Just as seed must be received by prepared soil, the word must be received by a prepared heart. It must be received with meekness.  The term was used in extra-biblical literature to describe a horse that someone had broken and had trained to submit to a bridle. It pictures strength under control, specifically the Holy Spirit’s control. The evidence of this attitude is a deliberate placing of oneself under divine authority.  Meekness equates to having a teachable spirit.  This is an aspect of the study of the Scriptures that is often overlooked.  It is in humility that we acknowledge our need for Jesus and His Word.  Humility is a gift of God in the working of the Spirit, whereby we rightly esteem ourselves to need Him. Just as we need Jesus always, we are always in need of His Word.  We work the soil of a garden, softening the ground and removing rocks and such, with shovels and hoes and rakes.  It is the Spirit who works the soil of our hearts, in ridding us of pride and self-reliance and turning our eyes to Jesus.  Prayer plays an important role.

John Piper described it this way, “But James says receive it with meekness. When you open your Bible, say to God: I trust you, I submit to you, I need you to help me. Incline my heart to love your word. Open my eyes to see the greatness of what is really there. Satisfy my soul with the glory of Christ revealed in all of this book. I bow. I yield to the supreme truth and value of this book. In all meekness and lowliness, I look to you. I wait for you.
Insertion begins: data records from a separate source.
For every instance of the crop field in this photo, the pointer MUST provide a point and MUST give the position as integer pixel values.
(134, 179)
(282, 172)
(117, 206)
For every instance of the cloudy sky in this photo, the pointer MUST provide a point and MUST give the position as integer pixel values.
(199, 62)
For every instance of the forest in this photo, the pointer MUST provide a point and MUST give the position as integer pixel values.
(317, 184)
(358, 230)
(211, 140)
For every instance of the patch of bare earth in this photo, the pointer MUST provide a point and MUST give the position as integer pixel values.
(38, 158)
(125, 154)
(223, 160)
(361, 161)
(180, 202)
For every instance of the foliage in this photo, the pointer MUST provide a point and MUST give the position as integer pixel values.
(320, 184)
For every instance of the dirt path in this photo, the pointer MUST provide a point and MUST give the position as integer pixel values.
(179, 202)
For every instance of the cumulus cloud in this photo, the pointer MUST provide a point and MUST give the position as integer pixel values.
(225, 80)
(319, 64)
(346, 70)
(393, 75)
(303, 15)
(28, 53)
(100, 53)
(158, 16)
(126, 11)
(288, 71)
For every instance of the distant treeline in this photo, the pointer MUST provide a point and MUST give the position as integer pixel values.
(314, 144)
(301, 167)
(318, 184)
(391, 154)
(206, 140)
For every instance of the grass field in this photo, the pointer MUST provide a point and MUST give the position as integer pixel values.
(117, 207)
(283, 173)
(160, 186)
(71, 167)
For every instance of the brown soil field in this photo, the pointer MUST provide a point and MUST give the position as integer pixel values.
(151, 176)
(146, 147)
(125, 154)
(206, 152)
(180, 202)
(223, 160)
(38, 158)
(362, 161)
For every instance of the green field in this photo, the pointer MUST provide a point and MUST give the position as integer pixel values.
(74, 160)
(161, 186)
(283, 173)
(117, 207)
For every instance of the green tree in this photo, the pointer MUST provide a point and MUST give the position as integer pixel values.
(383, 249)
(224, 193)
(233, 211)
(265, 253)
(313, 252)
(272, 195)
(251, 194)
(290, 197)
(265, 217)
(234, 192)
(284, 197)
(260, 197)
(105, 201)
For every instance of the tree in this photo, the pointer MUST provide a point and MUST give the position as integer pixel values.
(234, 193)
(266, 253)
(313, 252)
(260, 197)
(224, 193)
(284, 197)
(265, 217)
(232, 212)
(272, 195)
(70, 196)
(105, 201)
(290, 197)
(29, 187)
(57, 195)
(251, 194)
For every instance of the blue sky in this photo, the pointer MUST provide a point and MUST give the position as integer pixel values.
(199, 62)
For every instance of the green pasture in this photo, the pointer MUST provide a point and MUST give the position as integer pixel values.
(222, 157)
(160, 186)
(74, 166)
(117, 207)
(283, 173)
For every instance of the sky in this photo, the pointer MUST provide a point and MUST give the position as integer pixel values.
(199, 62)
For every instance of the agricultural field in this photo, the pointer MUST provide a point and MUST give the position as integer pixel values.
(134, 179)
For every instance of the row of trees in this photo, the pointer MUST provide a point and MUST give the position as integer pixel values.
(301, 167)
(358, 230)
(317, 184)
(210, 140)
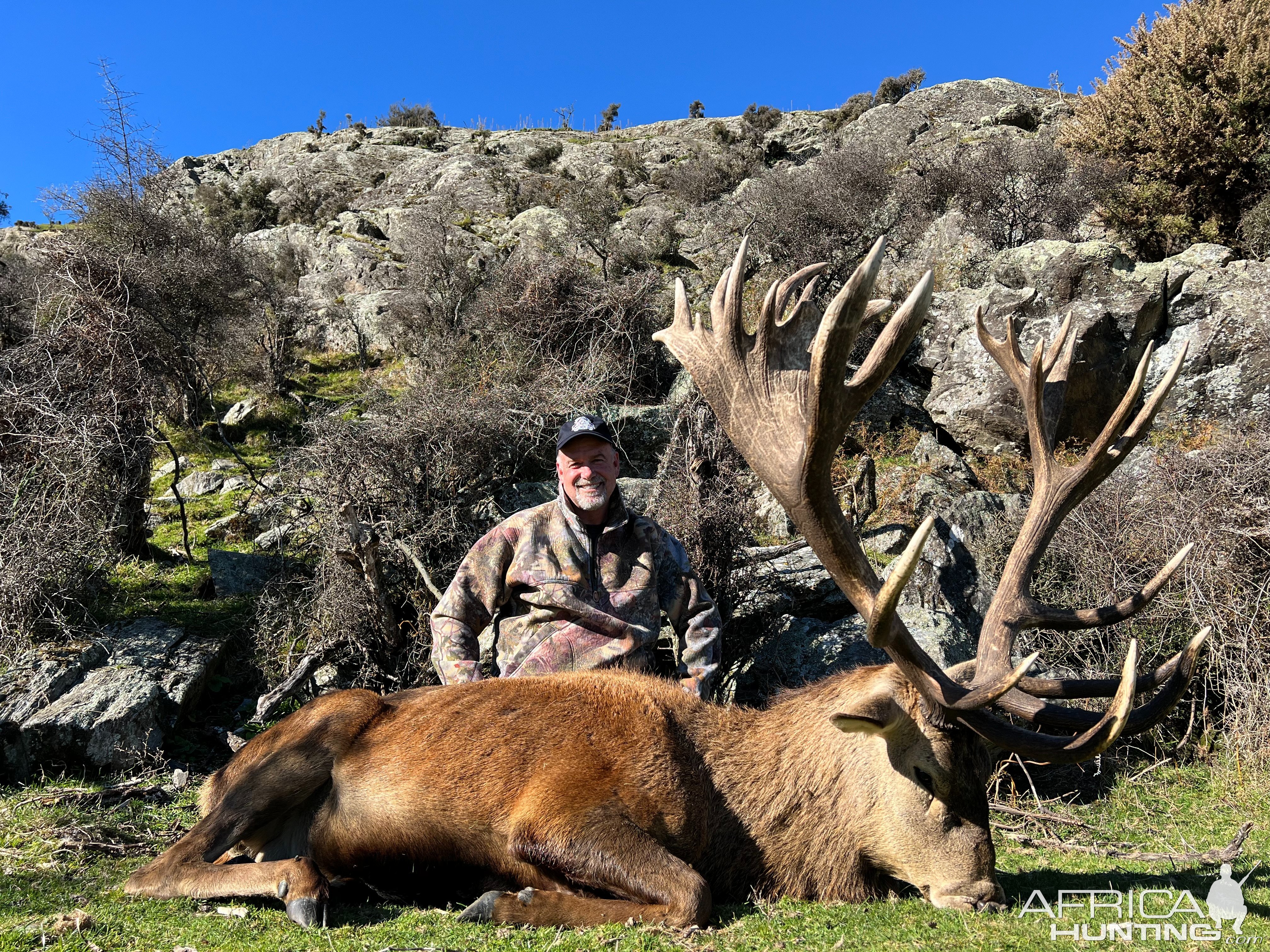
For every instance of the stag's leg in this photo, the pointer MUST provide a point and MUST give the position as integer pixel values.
(270, 784)
(610, 855)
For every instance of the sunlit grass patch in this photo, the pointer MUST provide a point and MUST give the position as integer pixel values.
(1170, 808)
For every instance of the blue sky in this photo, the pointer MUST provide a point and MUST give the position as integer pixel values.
(220, 75)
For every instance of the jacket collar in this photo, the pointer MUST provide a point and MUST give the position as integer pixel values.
(618, 512)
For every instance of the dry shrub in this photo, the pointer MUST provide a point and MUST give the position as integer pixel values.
(552, 311)
(1014, 191)
(708, 176)
(306, 204)
(891, 91)
(409, 116)
(1217, 498)
(543, 338)
(834, 209)
(440, 280)
(704, 502)
(1185, 111)
(77, 402)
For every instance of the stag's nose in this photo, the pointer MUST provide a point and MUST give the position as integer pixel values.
(976, 897)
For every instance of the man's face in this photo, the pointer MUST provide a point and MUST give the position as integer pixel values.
(587, 468)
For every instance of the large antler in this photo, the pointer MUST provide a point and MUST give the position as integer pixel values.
(783, 398)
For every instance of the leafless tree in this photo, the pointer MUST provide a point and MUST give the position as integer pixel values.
(1015, 191)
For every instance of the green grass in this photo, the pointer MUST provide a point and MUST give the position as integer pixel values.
(1197, 804)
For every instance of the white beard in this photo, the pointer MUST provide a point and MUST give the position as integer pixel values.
(591, 497)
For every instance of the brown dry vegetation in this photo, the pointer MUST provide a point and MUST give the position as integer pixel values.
(1185, 113)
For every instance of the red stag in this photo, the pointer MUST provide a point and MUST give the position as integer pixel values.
(600, 796)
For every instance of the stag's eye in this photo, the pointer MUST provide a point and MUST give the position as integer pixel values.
(925, 780)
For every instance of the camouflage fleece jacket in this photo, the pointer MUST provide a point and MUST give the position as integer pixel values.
(563, 607)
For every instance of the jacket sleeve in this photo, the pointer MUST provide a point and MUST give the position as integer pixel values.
(691, 614)
(478, 591)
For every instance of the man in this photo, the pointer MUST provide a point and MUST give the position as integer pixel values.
(577, 583)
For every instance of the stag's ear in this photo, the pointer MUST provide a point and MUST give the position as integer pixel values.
(873, 714)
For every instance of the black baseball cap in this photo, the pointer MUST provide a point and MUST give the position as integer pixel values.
(585, 426)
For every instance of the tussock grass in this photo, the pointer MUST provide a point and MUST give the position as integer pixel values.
(1198, 805)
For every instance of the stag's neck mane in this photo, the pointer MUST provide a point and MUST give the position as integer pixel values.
(793, 795)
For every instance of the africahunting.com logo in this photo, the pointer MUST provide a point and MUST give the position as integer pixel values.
(1147, 915)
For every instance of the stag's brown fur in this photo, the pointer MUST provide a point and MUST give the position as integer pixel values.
(611, 795)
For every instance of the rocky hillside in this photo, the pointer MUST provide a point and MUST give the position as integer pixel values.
(381, 178)
(352, 211)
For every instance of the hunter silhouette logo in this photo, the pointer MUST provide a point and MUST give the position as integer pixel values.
(1226, 899)
(1146, 913)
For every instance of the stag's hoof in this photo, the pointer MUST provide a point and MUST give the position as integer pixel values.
(482, 910)
(306, 912)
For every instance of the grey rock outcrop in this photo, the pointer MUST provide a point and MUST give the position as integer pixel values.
(107, 705)
(241, 573)
(200, 484)
(952, 575)
(802, 650)
(794, 584)
(241, 413)
(1118, 308)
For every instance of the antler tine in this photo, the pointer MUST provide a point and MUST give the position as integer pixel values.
(891, 344)
(727, 322)
(1057, 346)
(1094, 456)
(887, 631)
(1147, 416)
(879, 631)
(1175, 675)
(1062, 751)
(1042, 616)
(683, 313)
(832, 344)
(1004, 352)
(792, 284)
(768, 318)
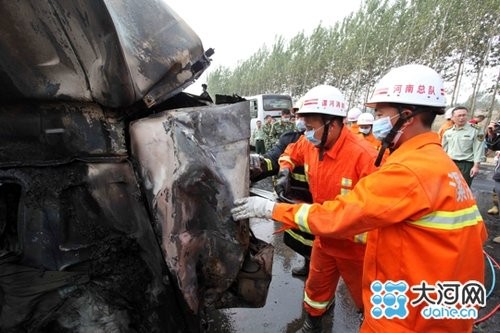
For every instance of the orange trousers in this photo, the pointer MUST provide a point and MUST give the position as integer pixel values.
(324, 273)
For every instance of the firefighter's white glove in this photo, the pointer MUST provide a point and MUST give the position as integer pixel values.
(248, 207)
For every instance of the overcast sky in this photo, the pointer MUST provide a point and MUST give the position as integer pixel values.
(236, 29)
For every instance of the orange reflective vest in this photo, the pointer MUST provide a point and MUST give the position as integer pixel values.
(341, 168)
(425, 226)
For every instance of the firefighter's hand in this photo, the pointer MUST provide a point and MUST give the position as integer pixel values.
(248, 207)
(256, 162)
(282, 182)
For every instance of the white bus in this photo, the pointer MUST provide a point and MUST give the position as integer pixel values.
(267, 104)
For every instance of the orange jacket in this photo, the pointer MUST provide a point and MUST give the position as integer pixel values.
(354, 127)
(424, 222)
(342, 166)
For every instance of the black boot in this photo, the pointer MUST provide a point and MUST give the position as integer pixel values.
(312, 325)
(302, 271)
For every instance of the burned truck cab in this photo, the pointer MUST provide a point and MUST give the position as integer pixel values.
(115, 186)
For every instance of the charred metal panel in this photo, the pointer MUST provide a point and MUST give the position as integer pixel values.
(193, 162)
(87, 256)
(112, 52)
(55, 133)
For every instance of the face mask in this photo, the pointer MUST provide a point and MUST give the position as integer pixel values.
(310, 136)
(381, 127)
(300, 125)
(365, 131)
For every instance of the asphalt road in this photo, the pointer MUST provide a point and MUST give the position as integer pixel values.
(283, 310)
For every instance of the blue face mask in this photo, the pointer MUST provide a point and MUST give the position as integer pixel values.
(310, 136)
(381, 127)
(300, 125)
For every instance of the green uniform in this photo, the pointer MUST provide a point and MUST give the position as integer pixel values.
(465, 147)
(268, 142)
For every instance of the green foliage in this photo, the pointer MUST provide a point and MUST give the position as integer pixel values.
(456, 37)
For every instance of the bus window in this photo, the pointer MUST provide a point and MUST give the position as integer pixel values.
(274, 102)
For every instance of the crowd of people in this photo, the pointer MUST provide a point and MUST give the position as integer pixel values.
(389, 203)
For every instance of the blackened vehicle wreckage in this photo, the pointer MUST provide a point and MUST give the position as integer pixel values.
(115, 186)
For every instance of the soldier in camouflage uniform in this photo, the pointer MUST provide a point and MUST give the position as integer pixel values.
(266, 128)
(282, 126)
(464, 144)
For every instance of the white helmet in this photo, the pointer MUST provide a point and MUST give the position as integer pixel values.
(324, 99)
(449, 113)
(410, 84)
(365, 119)
(353, 114)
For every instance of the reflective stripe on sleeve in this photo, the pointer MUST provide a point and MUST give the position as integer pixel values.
(301, 217)
(316, 305)
(299, 238)
(299, 177)
(361, 238)
(451, 220)
(269, 164)
(286, 159)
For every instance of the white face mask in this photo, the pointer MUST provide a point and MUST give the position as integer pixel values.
(300, 124)
(365, 131)
(381, 127)
(311, 138)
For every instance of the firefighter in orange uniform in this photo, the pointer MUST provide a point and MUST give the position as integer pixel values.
(334, 159)
(425, 230)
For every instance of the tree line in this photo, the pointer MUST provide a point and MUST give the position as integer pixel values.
(458, 38)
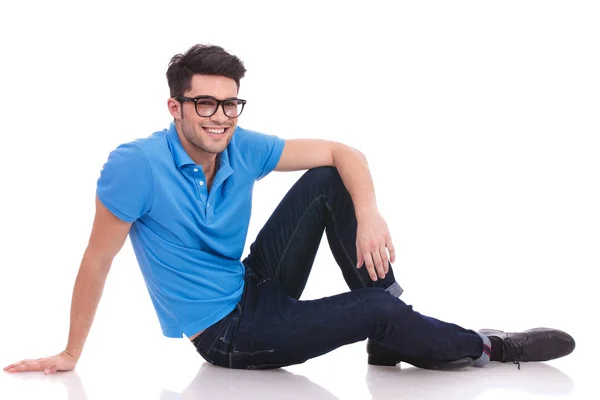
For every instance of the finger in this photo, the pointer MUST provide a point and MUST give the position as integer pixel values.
(384, 260)
(391, 250)
(31, 366)
(378, 263)
(370, 267)
(361, 260)
(12, 366)
(51, 369)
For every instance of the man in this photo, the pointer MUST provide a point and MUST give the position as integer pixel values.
(183, 195)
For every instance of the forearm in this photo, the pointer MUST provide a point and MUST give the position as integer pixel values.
(354, 170)
(87, 291)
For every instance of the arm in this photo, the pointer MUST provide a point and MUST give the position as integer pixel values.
(373, 236)
(106, 239)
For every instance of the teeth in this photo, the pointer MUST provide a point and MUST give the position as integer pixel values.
(215, 131)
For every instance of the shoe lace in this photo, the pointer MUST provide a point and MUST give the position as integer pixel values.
(514, 352)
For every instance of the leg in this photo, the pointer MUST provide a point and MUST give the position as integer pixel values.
(274, 330)
(286, 247)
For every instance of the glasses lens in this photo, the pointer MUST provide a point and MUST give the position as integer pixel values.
(206, 107)
(233, 108)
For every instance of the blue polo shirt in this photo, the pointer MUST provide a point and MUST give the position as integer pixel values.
(188, 241)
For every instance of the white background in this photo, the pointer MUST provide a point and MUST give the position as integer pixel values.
(480, 121)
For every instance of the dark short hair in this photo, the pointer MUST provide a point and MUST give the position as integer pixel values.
(205, 60)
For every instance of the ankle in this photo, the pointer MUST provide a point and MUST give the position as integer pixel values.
(497, 349)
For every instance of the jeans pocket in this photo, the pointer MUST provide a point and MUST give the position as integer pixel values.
(211, 337)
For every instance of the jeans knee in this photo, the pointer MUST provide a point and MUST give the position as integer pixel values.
(382, 303)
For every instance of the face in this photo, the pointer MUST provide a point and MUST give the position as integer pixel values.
(205, 137)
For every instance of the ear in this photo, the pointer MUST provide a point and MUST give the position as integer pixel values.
(174, 108)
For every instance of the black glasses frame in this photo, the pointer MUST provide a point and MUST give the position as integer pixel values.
(221, 103)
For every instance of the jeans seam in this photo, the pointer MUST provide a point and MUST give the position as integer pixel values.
(289, 243)
(337, 235)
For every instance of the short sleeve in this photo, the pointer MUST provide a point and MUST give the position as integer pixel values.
(125, 184)
(265, 151)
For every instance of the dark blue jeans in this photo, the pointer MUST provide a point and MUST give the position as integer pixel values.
(272, 328)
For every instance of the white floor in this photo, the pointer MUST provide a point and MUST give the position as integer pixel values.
(480, 124)
(340, 375)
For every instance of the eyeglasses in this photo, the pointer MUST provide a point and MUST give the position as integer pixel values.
(207, 106)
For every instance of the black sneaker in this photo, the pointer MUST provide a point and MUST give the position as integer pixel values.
(539, 344)
(380, 355)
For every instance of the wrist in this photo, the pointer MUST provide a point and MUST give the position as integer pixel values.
(72, 353)
(365, 212)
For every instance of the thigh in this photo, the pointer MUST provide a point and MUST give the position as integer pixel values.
(285, 248)
(276, 330)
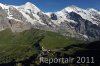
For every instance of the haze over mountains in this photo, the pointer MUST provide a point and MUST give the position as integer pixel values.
(72, 21)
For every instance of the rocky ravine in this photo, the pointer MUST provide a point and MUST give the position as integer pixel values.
(70, 21)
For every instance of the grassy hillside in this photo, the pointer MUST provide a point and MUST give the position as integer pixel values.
(21, 46)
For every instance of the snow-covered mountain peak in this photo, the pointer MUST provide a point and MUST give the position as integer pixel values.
(31, 7)
(72, 9)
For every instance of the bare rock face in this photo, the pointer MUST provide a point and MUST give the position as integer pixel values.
(16, 22)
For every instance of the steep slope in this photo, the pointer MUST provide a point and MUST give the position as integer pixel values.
(77, 22)
(21, 46)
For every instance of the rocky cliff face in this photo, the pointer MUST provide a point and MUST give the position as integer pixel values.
(71, 21)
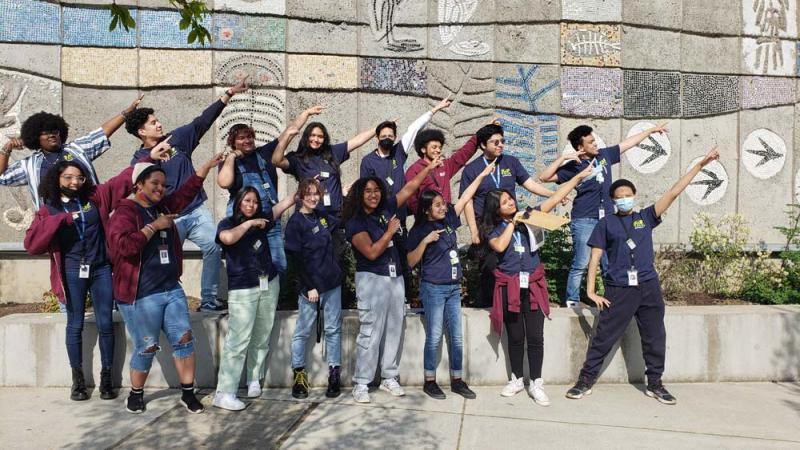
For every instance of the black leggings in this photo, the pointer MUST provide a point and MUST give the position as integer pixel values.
(525, 325)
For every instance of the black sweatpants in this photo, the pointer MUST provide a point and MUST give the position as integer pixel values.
(646, 304)
(524, 326)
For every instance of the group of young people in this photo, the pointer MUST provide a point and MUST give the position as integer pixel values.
(127, 233)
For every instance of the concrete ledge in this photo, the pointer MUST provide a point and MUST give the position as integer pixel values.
(704, 344)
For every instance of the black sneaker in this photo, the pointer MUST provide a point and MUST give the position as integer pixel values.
(334, 382)
(580, 389)
(660, 393)
(433, 390)
(300, 387)
(135, 403)
(459, 386)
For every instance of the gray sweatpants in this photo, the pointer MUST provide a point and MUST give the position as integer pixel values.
(381, 313)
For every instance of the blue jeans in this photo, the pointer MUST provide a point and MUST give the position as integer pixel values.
(581, 231)
(145, 319)
(331, 306)
(442, 303)
(99, 284)
(199, 228)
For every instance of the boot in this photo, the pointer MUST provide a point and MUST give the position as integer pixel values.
(106, 387)
(78, 386)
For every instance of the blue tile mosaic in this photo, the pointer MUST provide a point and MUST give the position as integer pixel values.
(249, 32)
(394, 75)
(160, 29)
(30, 21)
(89, 27)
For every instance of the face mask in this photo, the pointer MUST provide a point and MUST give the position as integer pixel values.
(625, 204)
(386, 144)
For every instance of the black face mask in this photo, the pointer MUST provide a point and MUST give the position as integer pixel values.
(386, 144)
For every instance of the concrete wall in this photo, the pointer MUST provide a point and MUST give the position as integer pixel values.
(734, 343)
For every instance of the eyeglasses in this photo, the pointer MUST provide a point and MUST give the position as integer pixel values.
(71, 178)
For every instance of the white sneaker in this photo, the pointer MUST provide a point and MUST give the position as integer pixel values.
(536, 391)
(393, 387)
(227, 401)
(253, 389)
(513, 387)
(361, 393)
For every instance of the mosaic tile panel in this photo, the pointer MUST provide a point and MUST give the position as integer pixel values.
(758, 92)
(589, 91)
(652, 94)
(709, 94)
(99, 67)
(174, 67)
(30, 21)
(319, 71)
(393, 75)
(89, 27)
(590, 45)
(160, 29)
(249, 32)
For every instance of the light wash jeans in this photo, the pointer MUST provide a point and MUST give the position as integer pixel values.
(330, 302)
(251, 314)
(198, 227)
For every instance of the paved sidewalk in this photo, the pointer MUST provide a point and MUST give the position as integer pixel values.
(721, 415)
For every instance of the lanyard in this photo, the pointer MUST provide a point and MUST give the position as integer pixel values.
(496, 174)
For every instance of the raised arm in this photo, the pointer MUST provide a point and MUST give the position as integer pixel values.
(666, 200)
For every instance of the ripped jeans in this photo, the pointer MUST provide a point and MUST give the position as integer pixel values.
(147, 316)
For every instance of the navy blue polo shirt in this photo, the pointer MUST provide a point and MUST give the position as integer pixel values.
(249, 257)
(91, 248)
(153, 276)
(375, 225)
(611, 234)
(391, 167)
(591, 194)
(507, 175)
(310, 236)
(510, 260)
(316, 166)
(437, 264)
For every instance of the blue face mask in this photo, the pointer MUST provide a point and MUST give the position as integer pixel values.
(625, 204)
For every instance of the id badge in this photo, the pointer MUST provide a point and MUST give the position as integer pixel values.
(633, 277)
(263, 283)
(163, 254)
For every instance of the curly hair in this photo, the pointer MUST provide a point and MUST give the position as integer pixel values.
(50, 186)
(39, 122)
(136, 119)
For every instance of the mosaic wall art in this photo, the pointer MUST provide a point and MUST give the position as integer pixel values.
(763, 153)
(30, 21)
(758, 92)
(394, 75)
(524, 90)
(590, 45)
(709, 94)
(652, 94)
(710, 185)
(590, 91)
(89, 26)
(652, 153)
(249, 32)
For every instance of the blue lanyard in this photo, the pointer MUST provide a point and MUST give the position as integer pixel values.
(492, 175)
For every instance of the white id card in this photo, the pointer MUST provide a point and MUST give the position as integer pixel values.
(633, 277)
(163, 254)
(263, 283)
Come to me through your word, my Savior and my Lord and my God and my friend and my highest treasure. That would be a meek way of receiving the implanted word.”

A heart open to God is soil in which the seed of His Word can flourish.



Break now the bread of life, dear Lord, to me,
as once you broke the loaves beside the sea.
Beyond the sacred page I seek you, Lord;
my spirit waits for you, O living Word.

Bless your own word of truth, dear Lord, to me,
as when you blessed the bread by Galilee.
Then shall all bondage cease, all fetters fall;
and I shall find my peace, my All in all!

You are the bread of life, dear Lord, to me,
your holy word the truth that rescues me.
Give me to eat and live with you above;
teach me to love your truth, for you are love.

O send your Spirit now, dear Lord, to me,
that he may touch my eyes and make me see.
Show me the truth made plain within your Word,
for in your book revealed I see you, Lord.

Author: looking2jesus13

Having served as pastor at Lewis and Clark Bible Church, in Astoria, Oregon, for almost three decades, my wife’s cancer diagnosis led to my retirement and subsequent move to Heppner to be near our two grandchildren. I divide my time between caring for Laura and working as a part time hospice chaplain and spending time with family and spoiling my chocolate lab.